I don't know anything about heraldry, but I would never say 'in' a flag either, it's always 'on' a flag. Maybe this is a quirk of Esperanto?
In heraldry aren't they looking at the flag as a design, rather than the actual object on a flagpole? By that I mean during the designing of the flag one starts with a field of colour and then adds details onto that field, like the layers of a painting, one on top of the other. But when one puts the flag up a pole, the flag is everything, the material, the field and the specific design, it's all one package. A fly lands on this complete package call the flag, or a bird puts it's mark on the flag, but the flag itself only contains the original design, not the fly or bird droppings.
In English heraldry one typically starts describing a blazon with "on a field…" yes. National flags, at least in the European nations, started out as blazons.

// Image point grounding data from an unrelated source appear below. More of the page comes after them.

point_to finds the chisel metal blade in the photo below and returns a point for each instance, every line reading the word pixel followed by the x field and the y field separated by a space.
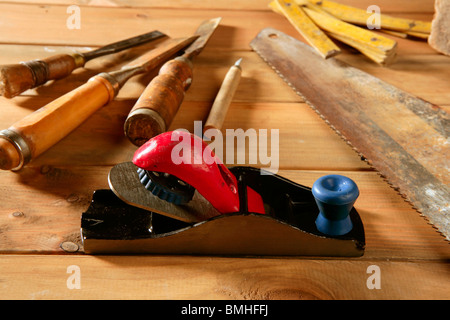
pixel 122 45
pixel 405 138
pixel 204 32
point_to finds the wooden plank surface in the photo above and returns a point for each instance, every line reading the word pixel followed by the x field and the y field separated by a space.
pixel 41 206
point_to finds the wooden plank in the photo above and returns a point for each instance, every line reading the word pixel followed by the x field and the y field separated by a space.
pixel 41 208
pixel 385 5
pixel 236 31
pixel 190 278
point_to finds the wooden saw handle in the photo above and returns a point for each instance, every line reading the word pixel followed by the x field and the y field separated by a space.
pixel 158 104
pixel 34 134
pixel 17 78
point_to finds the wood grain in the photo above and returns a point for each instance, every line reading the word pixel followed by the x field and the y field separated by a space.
pixel 198 278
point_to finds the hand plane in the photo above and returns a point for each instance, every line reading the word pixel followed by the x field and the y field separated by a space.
pixel 177 197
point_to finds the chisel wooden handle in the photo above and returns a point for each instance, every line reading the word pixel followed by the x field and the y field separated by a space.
pixel 17 78
pixel 156 107
pixel 34 134
pixel 223 99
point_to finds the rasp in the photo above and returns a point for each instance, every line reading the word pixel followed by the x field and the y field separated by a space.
pixel 16 78
pixel 405 138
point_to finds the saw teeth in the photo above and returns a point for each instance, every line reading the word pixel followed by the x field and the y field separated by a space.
pixel 163 192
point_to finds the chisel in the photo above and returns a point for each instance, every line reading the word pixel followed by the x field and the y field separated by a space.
pixel 34 134
pixel 223 99
pixel 156 107
pixel 17 78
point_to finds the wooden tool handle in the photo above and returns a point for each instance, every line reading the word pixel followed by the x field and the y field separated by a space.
pixel 34 134
pixel 157 106
pixel 16 78
pixel 223 99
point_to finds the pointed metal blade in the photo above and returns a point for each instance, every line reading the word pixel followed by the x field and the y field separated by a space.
pixel 123 44
pixel 204 31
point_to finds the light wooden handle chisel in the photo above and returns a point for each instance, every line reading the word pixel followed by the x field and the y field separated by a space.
pixel 223 99
pixel 28 138
pixel 159 102
pixel 17 78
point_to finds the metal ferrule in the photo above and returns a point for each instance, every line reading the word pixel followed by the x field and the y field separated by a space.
pixel 112 80
pixel 39 70
pixel 21 146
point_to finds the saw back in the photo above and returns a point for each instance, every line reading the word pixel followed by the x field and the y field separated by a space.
pixel 404 137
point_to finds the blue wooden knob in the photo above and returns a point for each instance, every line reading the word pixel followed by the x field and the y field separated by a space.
pixel 335 196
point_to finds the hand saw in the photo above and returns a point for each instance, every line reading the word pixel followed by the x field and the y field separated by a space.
pixel 404 137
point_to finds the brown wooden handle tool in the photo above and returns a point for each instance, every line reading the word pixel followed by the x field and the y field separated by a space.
pixel 158 104
pixel 16 78
pixel 223 99
pixel 34 134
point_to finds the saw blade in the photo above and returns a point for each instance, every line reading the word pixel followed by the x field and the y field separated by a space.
pixel 403 137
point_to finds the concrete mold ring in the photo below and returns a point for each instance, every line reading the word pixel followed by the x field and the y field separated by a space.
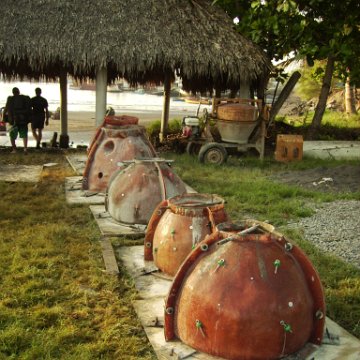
pixel 178 225
pixel 135 190
pixel 111 146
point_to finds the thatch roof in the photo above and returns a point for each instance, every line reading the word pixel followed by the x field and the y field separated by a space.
pixel 136 39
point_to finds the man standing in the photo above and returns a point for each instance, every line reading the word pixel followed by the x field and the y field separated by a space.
pixel 40 115
pixel 18 110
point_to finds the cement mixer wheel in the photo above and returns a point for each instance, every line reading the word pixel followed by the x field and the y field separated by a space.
pixel 213 153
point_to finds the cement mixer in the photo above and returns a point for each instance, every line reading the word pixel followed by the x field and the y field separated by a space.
pixel 240 124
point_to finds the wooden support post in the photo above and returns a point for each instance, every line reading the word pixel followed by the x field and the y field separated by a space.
pixel 101 92
pixel 166 108
pixel 64 137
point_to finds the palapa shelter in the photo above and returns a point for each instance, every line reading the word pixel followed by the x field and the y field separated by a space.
pixel 141 41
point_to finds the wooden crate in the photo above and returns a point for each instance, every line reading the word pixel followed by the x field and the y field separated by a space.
pixel 289 148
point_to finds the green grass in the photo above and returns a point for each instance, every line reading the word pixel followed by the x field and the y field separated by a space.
pixel 56 302
pixel 244 184
pixel 334 126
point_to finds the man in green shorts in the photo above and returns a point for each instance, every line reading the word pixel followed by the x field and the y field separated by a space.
pixel 18 109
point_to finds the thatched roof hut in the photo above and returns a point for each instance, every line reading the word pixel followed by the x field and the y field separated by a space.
pixel 137 40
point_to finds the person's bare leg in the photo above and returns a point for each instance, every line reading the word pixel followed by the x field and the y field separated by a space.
pixel 13 145
pixel 35 135
pixel 25 145
pixel 39 137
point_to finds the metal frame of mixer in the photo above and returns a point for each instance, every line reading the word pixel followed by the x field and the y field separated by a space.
pixel 216 152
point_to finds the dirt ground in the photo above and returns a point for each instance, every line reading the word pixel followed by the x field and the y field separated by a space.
pixel 344 178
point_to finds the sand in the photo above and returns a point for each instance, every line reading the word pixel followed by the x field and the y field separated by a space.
pixel 84 121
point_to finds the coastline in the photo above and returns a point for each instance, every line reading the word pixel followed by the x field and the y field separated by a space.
pixel 84 121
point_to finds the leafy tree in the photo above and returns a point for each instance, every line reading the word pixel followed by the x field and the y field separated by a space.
pixel 314 29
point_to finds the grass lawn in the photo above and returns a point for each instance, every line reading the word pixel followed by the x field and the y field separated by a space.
pixel 56 302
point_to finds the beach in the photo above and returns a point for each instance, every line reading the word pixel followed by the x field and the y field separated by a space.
pixel 80 121
pixel 82 126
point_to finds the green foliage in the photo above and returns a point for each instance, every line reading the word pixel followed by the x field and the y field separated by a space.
pixel 55 302
pixel 308 86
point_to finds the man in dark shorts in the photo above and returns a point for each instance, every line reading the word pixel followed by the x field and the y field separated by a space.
pixel 18 110
pixel 40 115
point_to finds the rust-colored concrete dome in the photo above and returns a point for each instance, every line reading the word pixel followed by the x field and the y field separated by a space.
pixel 250 296
pixel 178 225
pixel 136 190
pixel 117 140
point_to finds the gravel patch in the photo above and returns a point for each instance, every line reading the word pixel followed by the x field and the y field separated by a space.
pixel 334 228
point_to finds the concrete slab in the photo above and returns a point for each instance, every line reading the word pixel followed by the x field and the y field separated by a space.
pixel 76 195
pixel 332 149
pixel 338 344
pixel 20 173
pixel 109 227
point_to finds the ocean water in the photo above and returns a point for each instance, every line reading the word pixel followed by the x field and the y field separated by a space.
pixel 84 100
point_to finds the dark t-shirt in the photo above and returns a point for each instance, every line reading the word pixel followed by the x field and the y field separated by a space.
pixel 39 104
pixel 18 107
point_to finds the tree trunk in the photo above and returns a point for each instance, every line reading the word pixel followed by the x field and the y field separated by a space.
pixel 350 107
pixel 284 95
pixel 324 93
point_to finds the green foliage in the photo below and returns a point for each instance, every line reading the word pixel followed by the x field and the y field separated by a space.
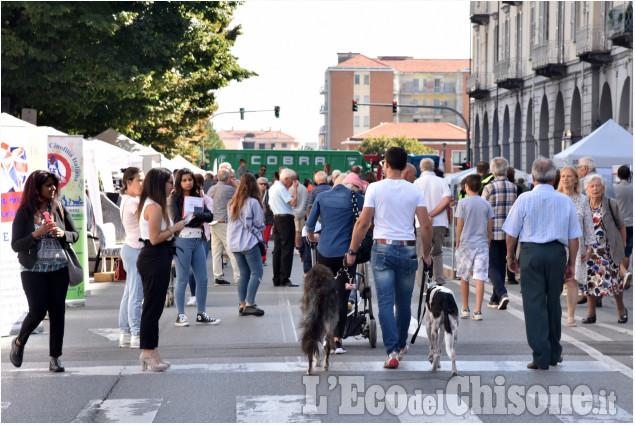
pixel 147 69
pixel 378 145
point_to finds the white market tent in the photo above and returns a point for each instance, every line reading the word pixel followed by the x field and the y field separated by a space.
pixel 609 145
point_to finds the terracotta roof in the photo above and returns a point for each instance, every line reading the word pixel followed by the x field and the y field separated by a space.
pixel 362 61
pixel 415 130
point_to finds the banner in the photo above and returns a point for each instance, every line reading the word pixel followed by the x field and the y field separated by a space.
pixel 65 159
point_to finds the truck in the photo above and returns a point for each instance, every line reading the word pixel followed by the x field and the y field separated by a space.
pixel 304 162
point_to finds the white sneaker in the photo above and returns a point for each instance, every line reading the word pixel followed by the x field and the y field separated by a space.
pixel 124 339
pixel 181 320
pixel 135 341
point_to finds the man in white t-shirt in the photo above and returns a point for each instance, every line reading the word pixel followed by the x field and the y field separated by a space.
pixel 437 194
pixel 393 202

But, as was said, this could be a quirk of English. The few book(s) I've been able to find on Heraldry in Esperanto (including this web page: http://www.bertin.biz/index.php?titre=priskriboDeBlazonoj.htm) suggest that the "On a field…" bit is superfluous and just start with the base color(s) and then "with" other objects, shapes, etc.
I've got an SCA† story about a new fighter with a blank shield that got a bird dropping on it. SCA Heralds are pretty much all noted for their attempts at humor. ("We don't pun, we Cant¶" being one example.) So his shield became On a field argent (white) a gules (circular shape), melting, purpure* (purple)
† Society for Creative Anachronism.
¶ Cant being an olde word meaning "word play"
Is it only me that screws up the pronouns all the time because of very ambiguous pronunciation? "Ni" and "mi" sound almost exactly alike unless I 100% put my ear to my speakers.